I thought rattles were normal! :lol:

Like many I am aware of a great many odd noises but have never considered it worth tracking them down!

We use a bit of "Suregrip lining" to stop too many things moving;

http://tinyurl.com/yfrfkhp

It works well on plates, bowls and similar and can be cut to fit where it is needed.

I have not tried sitting MrsW on it though!  :lol: :lol:

Dave


----------



## DABurleigh (May 9, 2005)

"You may be surprised what they discover. "

Well, Roy, I discovered it is simpler not to ask her :-( 
Only one thing has caused more mayhem and that's getting her to report on the TV picture in my satellite tripod days!

Dave


----------



## jam35007 (Aug 8, 2009)

Now gents,

I also find it better not to bother asking _him_ - because he would be pretty useless - most woman would be able to tell you in a jot what it is - just that we are not so bothered about the rattles and just turn up the music!! Oh and of course we can multi task so when we are driving we can also advise you where the noise / rattle is coming from !!!!

KR's


----------



## Zebedee (Oct 3, 2007)

jam35007 said:


> Oh and of course we can multi task so when we are driving we can also advise you where the noise / rattle is coming from !!!!
> KR's


Q.E.D. 8) 8)

As I said earlier, "_If Mrs Twinky rabbits on like Mrs Zeb_" . . . . you won't hear the pans rattling in the back! 8O :lol: :lol: :lol:

Oh gawd - she has "tidied away" my crash hat again, just when I need it most!! 8O 8O

Dave :lol: :lol:


----------



## spykal (May 9, 2005)

Hi

To find the rattles get Zebedee to tell you about using a "Cardboard Tube"

Mike


----------



## jam35007 (Aug 8, 2009)

Now i am intrigued - Cardboard Tube ???

Come on tell all

Sara


----------



## flexable54 (Apr 16, 2009)

:?: As I said i am new to this M/H thing & have stopped a lot of more noticeable rattles like the door blinds the table in the cupboard roof blinds ETC
The thing is if you spent 35 K plus on say a car or a truck(HGV) you would take it back right ???
Or are all M/H owners that laid back it doesnt matter anyway :lol:


----------



## raynipper (Aug 4, 2008)

Rattles drive me mad also. The worst ones are those that suddenly appear in the middle of a journey.
You ask HID if she has moved anything with allways the same answer NO.!

Then next day you find an old cassette of Julious Englasi has been stuffed under the seat or an umberella dangling in the wardrobe.
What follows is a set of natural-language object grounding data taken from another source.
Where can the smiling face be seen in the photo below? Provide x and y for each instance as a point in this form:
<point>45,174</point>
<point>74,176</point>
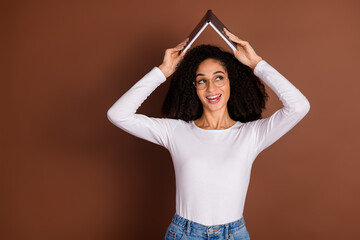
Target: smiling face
<point>213,97</point>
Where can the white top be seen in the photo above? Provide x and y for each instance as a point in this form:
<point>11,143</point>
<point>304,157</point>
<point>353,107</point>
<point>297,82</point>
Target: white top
<point>212,167</point>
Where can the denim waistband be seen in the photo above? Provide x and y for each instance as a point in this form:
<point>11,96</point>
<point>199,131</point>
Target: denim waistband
<point>206,230</point>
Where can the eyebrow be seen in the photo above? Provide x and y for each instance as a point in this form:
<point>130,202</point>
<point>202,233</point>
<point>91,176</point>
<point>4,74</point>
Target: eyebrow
<point>200,74</point>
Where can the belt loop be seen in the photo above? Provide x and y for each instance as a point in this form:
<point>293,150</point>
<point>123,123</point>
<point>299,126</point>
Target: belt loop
<point>188,228</point>
<point>226,231</point>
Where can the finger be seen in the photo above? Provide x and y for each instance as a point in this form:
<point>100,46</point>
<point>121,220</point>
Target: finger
<point>183,42</point>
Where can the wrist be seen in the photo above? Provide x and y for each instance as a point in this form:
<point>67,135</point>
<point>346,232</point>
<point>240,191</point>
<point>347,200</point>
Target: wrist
<point>255,62</point>
<point>165,70</point>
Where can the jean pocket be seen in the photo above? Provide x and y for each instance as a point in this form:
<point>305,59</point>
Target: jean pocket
<point>240,233</point>
<point>170,235</point>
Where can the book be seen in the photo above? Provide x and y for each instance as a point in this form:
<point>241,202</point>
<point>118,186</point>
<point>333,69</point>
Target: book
<point>213,21</point>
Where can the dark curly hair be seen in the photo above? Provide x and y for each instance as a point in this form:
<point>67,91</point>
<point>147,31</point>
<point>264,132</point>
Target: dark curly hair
<point>247,93</point>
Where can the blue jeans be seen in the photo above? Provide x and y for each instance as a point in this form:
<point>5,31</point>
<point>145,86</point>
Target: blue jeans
<point>181,228</point>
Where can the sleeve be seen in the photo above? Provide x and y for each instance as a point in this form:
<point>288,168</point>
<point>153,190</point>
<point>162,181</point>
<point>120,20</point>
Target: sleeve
<point>123,112</point>
<point>296,106</point>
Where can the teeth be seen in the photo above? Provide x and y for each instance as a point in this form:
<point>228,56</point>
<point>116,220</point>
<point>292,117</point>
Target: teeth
<point>213,96</point>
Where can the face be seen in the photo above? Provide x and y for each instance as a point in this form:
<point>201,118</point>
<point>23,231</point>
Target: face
<point>213,97</point>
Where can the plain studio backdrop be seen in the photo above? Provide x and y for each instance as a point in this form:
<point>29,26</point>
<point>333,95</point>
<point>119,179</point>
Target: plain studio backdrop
<point>68,173</point>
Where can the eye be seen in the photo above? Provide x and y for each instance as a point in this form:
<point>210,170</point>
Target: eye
<point>202,81</point>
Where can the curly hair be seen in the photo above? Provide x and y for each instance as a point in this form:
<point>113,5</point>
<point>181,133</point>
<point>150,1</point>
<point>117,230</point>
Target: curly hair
<point>247,93</point>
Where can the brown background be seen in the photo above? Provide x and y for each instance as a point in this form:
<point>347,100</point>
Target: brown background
<point>68,173</point>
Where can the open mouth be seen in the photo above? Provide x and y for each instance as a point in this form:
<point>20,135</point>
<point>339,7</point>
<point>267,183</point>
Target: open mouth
<point>214,98</point>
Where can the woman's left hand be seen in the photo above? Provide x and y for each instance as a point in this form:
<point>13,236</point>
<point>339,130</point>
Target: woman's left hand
<point>244,52</point>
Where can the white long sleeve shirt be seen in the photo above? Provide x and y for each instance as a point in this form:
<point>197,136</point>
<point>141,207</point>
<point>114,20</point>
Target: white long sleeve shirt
<point>212,167</point>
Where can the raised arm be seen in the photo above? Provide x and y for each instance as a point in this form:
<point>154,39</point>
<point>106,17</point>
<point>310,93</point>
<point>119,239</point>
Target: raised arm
<point>123,112</point>
<point>296,106</point>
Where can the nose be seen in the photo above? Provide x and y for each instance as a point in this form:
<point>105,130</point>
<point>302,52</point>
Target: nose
<point>211,86</point>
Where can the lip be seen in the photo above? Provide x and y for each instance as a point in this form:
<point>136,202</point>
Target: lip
<point>214,99</point>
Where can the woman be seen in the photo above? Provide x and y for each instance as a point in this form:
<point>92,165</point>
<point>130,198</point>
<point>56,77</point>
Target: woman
<point>213,130</point>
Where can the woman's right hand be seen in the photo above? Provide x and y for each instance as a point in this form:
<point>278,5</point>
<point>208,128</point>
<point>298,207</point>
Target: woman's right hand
<point>172,58</point>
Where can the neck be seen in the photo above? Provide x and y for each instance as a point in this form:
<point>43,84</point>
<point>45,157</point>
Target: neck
<point>215,119</point>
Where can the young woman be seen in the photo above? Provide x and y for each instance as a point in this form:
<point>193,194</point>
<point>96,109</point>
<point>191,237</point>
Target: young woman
<point>213,130</point>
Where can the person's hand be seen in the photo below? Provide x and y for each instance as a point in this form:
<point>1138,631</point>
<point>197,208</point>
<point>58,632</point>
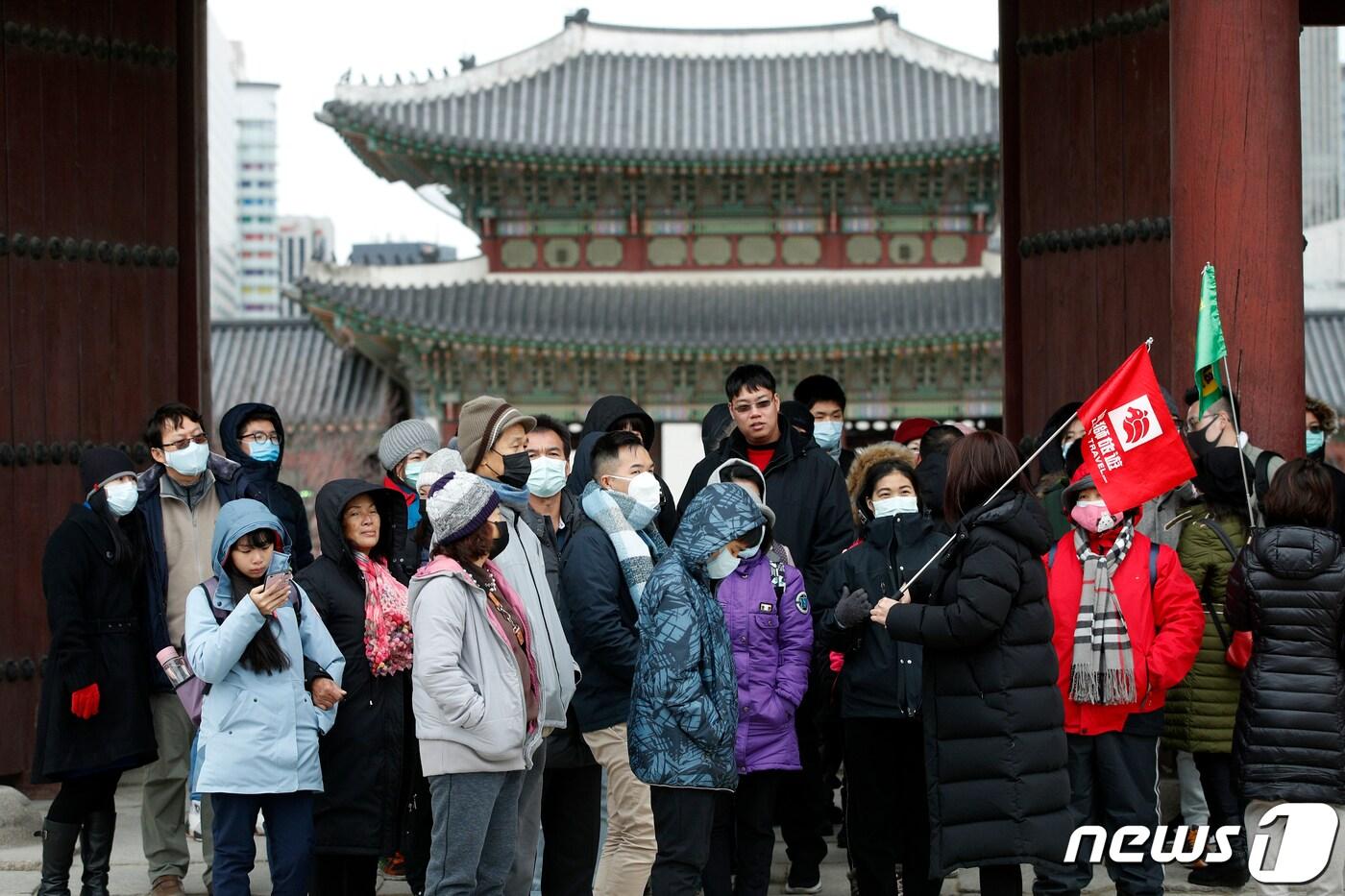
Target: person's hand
<point>84,702</point>
<point>268,600</point>
<point>853,607</point>
<point>326,693</point>
<point>880,611</point>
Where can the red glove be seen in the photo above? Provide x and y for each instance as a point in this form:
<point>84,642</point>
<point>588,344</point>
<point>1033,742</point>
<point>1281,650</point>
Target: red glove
<point>84,702</point>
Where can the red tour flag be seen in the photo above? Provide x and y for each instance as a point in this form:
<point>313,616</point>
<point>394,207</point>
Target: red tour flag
<point>1132,446</point>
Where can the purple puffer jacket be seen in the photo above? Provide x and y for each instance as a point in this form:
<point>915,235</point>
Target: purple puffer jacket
<point>772,642</point>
Oh that she says. I just turn the radio up................. Grrrrrrrrrr :x 

Ray.


----------



## Slipware (Oct 29, 2009)

Yes, mine rattles for England too! (Especially on concrete roads like parts of the M42). I put non-slip mesh wherever I can, but the main rattle is from the roof blind runners. I turn the CD up loud...


----------



## Autoquest (May 16, 2007)

You might find that it is from the bottom of the Truma heater, there is a piece that clips to the bottom of the Truma from underneath the van, when it is a loose fit then not only does it rattle but it echoes up through the heater. It took me months to finally track it down... I wrapped some thick metal tape around it and made it an interference fit - Now rattle free.


----------



## cabby (May 14, 2005)

rattles, what rattles.oh just read the heading again Swift Motorhomes. enough said. :twisted: :twisted: :twisted: 

cabby


----------



## DTPCHEMICALS (Jul 24, 2006)

The first time we noticed any rattles was after we sold our caravan  

Dave p


----------



## Otto-de-froste (May 20, 2005)

Ooooh a bit of Swift bashing here

Our first proper van was a Bessacarr, and a few rattles developed over the miles
Most were easily fixed by having the boss drive round a local industrial estate while yours truly wandered about the back, locating and fixing
On good roads it was quiet, and I found that by dropping the tyre pressures back to the recommended pressure instead of 2 psi above it was quiet on rough surfaces too

Like Oldenstar we had a Tribute that crashed and rattled like only a stage service driver would understand
We gave up trying to fix the rattles squeaks and creaks, and just drove everywhere in a bad mood (maybe that's why panel van drivers tend not to wave?)
Our present Bessacarr had a few rattles and squeaks, but after 2 sessions round the industrial estate it is rattle free except for our bad packing

My policy - buy summat cheap, then if it rattles you expect it to and are not dissapointed; and if it doesn't you can gloat


----------



## rowley (May 14, 2005)

From my experience the Adria Twin takes the award for rattles. I think that the heki blinds, window blinds and the toilet door rattled. And the Remis blinds were not perfect either.


----------



## 106573 (Aug 20, 2007)

I like the rattles, drifting along with the constant hum of metal on metal, or plastic rubbing against its nearest neighbour.
Reminds me of the old school bus that used to shake rattle and roll, of coarse, the journey home I remember , not to school, different sound altogether that :roll: 
Tin


----------